Results: After applying Bonferroni correction for multiple comparisons, 11 different tracts showed significant differences between patients with schizophrenia and healthy controls. Many of these tracts were associated with the basal ganglia or cortico-striatal structures, which aligns with the current literature highlighting striatal dysfunction. Moreover, we found that these tracts demonstrated statistically significant relationships with few cognitive measures related to language, executive function, or processing speed.

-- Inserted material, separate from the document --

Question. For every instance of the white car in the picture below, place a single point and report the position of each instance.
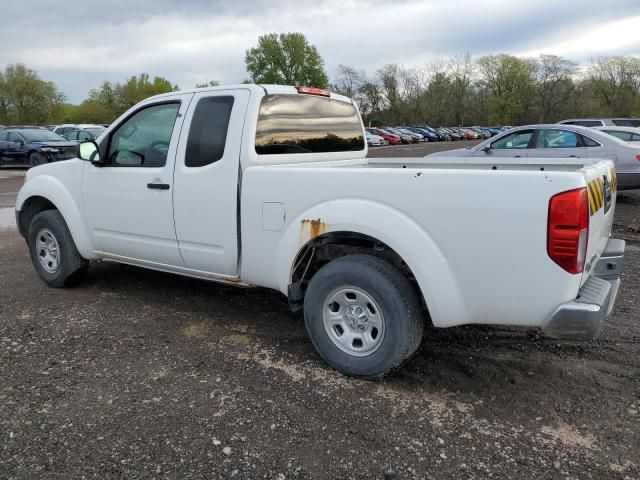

Conclusion: We performed probabilistic tractography using a large, harmonised dataset of diffusion MRI data, which enhanced the statistical power of our study. It is important to note that most of the tracts identified in this study, particularly callosal and cortico-striatal streamlines, have been previously implicated in schizophrenia within the current literature. Further research with harmonised data focusing specifically on these brain regions could be recommended.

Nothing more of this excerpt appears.